SATU

379 33 11
                                    

Seorang gadis berambut hitam pekat sedang duduk di bangkunya. Tatapannya fokus pada novel yang sedang ia baca, sesekali senyum tipis menghiasi wajahnya. Konsentrasi gadis itu sama sekali tidak terganggu dengan kebisingan kelas. Masih saja tetap asik membaca tanpa ingin tahu apa yang sedang terjadi di sekitarnya.

"WOY BU RATNA NGGAK MASUK!" teriak seorang cowok yang berdiri dengan gagahnya di ambang pintu kelas. Bryan, nama cowok itu.

Sontak saja, gadis yang tadi sedang fokus membaca langsung mendongak. Ayra, begitu sapaan gadis itu. Gadis yang hobi membaca, tanpa melupakan hobi lainnya yakni menyanyi.

"Bohong lo, ah," balas Gina--gadis yang duduk tepat di depan Ayra, "Mana mungkin Bu Ratna nggak masuk," sambungnya tak percaya.

"Walau gue ini anak nakal, gue bukan type cowok pembohong."

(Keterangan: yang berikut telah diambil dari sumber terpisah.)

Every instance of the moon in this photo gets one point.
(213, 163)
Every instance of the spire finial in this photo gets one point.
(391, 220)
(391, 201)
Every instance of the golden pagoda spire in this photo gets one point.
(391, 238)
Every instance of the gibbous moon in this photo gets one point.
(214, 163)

"Alah, Yan, bukan pembohong gimana? Satu kelas juga tau kali lo tuh tukang bohong, satu sekolah malah!" sahut Tria, gadis yang menjadi teman sebangku Gina.

"Sembarangan lo kalau ngomong! Dosa!" balas Bryan tak mau kalah. Cowok itu tidak terima dicap sebagai tukang pembohong, meskipun dia sendiri sadar itu adalah kebiasannya.

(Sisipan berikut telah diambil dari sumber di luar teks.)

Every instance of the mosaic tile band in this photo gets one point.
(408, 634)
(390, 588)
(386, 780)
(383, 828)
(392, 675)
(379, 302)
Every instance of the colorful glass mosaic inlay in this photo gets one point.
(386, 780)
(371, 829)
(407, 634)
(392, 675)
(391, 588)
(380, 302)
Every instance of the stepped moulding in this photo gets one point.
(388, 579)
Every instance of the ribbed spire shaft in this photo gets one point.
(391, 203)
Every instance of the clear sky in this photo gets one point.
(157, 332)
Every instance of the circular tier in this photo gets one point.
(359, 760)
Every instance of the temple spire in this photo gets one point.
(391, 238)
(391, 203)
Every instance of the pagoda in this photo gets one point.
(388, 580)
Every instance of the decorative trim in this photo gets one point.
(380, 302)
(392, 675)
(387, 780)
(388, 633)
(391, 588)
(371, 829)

Tria mendengus dan langsung bertanya, "Lo nggak ingat apa kejadian waktu lo bohongin Pak Tono? Katanya ke WC sekalinya malah nongkrong di kantin."

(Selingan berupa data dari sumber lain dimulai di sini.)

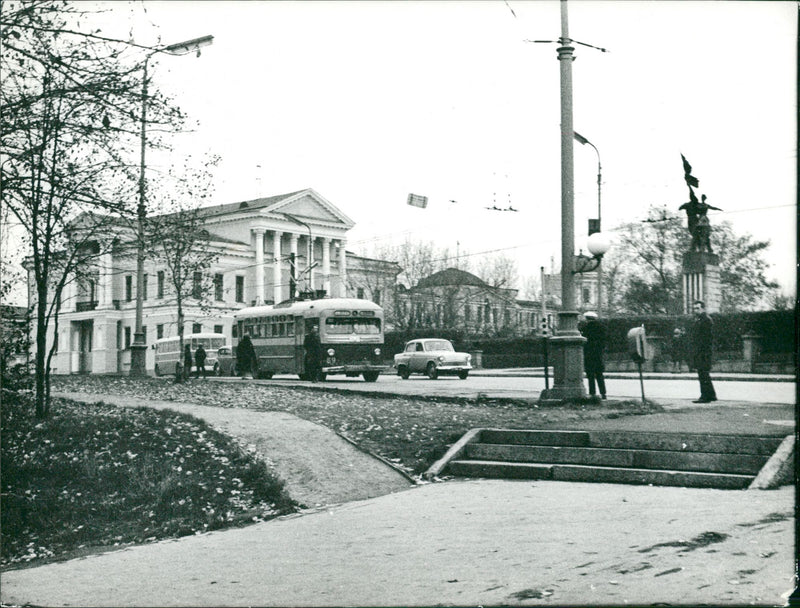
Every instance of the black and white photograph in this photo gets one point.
(398, 303)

Waktu itu Pak Tono--guru matematika--sedang mengajarkan rumus matriks tapi tiba-tiba Bryan berdiri. Berjalan kearah Pak Tono sambil memegangi perutnya lalu meminta izin untuk ke toilet. Setengah jam berlalu Bryan tak kunjung datang. Bahkan sampai pelajaran Pak Tono selesai, cowok itu masih belum menampakkan batang hidungnya. Membuat Pak Tono yang terkenal dengan kekejamnya murka. Akhirnya Bryan dihukum membersihkan perpustakaan. Ruangan yang jarang, ralat, sangat jarang terjamah oleh siswa.

"Sesekali mah boleh aja," cengir Bryan. Deretan gigi putihnya terlihat rapi.

Gina terkekeh. Untuk Bryan nggak mungkin sekali, dua kali, bisa aja ratusan kali. Bahkan ribuan kali!

"Perlu gue sebutin satu-satu kebohongan lo?" tantang Tria, gadis ini makin-makin aja melawan.

Bryan mulai geram, lantas berjalan mendekati Tria. "Dendam apa gimana, sih? Mulut lo kayak cewek aja."

Ayra di belakang cekikikan bersama Sesa--teman sebangkunya. Bryan dan Tria itu udah kayak tom and jerry. Kerjaannya kelahi aja di kelas. Ntar ujung-ujungnya pasti kejar-kejaran.

"Sorry aja nih, gue nggak pendendam."

"Yaudin-"

"Ettt, jangan bawa-bawa nama babe gue!" teriak Deden dari kejauhan.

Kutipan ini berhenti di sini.